Many other states require merely the filing of a few forms and payment of a filing fee—and in the case of South Carolina, a substantial one at that. No doubt Virginia’s political parties—notoriously cash-hungry due to our anything-goes system of campaign finance in which individuals and corporations can contribute unlimited sums directly to candidates—could use such a financial shot in the arm every four years.
And for grassroots-fueled candidacies, or just for those who enjoy the very American act of circulating a petition, Virginia could maintain petitions as an alternative requirement, or perhaps as part of a hybrid system requiring payment of a filing fee and submission of a substantially fewer number of signatures. (In fact, Virginia might have to retain a petition drive option in order to obtain Section 5 preclearance of a change to a filing fee-based system.)
Regardless of what happens tomorrow, when Republican Party of Virginia officials begin validating petitions and signatures, it’s time to do away with the 10,000/400 requirement and move to a more sensible ballot access system. Campaigns have better things to do with their staff and financial resources. Volunteers’ time and efforts could be better spent. And when an unresolved presidential primary rolls into Virginia, voters should be able to choose from the full slate of remaining major candidates—not just those who were able to collect 10,000 petition signatures, including 400 from each congressional district.

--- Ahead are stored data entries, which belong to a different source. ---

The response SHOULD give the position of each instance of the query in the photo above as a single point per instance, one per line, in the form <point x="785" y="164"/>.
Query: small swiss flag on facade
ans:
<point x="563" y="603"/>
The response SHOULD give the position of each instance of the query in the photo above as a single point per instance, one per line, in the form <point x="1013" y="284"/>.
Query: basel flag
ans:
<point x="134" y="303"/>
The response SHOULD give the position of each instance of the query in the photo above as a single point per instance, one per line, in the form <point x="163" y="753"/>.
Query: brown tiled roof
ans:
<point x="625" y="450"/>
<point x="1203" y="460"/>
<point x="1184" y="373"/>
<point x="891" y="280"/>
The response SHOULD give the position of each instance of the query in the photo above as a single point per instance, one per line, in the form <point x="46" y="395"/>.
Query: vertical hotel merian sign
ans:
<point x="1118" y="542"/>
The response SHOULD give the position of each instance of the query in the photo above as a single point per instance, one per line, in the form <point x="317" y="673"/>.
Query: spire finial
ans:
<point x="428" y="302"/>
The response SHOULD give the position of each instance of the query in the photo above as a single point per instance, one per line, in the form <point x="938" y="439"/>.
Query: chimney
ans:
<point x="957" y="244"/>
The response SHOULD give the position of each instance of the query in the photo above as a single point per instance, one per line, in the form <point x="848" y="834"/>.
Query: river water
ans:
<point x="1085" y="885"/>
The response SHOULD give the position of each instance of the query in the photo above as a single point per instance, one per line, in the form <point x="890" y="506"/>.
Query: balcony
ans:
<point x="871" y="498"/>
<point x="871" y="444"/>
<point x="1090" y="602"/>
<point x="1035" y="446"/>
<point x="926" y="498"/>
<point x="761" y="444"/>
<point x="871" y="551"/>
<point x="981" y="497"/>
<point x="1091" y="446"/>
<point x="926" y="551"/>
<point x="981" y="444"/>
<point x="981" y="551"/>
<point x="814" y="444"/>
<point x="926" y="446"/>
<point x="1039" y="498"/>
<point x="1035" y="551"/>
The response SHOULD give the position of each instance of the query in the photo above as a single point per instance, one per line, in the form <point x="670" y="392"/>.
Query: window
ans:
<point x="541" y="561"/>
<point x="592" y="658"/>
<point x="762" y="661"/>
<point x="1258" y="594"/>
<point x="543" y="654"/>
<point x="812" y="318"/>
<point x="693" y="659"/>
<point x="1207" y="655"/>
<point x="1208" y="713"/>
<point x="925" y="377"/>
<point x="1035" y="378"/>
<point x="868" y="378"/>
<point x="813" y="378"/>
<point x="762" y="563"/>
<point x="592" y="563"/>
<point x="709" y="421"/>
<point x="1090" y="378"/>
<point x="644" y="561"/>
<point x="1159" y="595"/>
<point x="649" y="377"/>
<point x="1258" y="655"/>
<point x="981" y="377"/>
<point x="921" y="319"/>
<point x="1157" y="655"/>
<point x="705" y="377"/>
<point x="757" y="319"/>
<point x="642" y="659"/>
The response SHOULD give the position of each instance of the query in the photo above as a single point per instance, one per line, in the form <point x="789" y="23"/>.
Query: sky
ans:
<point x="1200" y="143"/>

* For all candidates who have met the statutory requirement, I think the Party’s plan to scrutinize some candidates’ signatures and not others, based upon the arbitrary standard of whether the candidates submitted a full 50% more than the statutory requirement, violates the Equal Protection Clause under Bush v. Gore. It seems to me that all candidates who facially meet the statutory requirement should have their petitions and signatures adjudged according to the same standard. More on that here if it becomes an issue.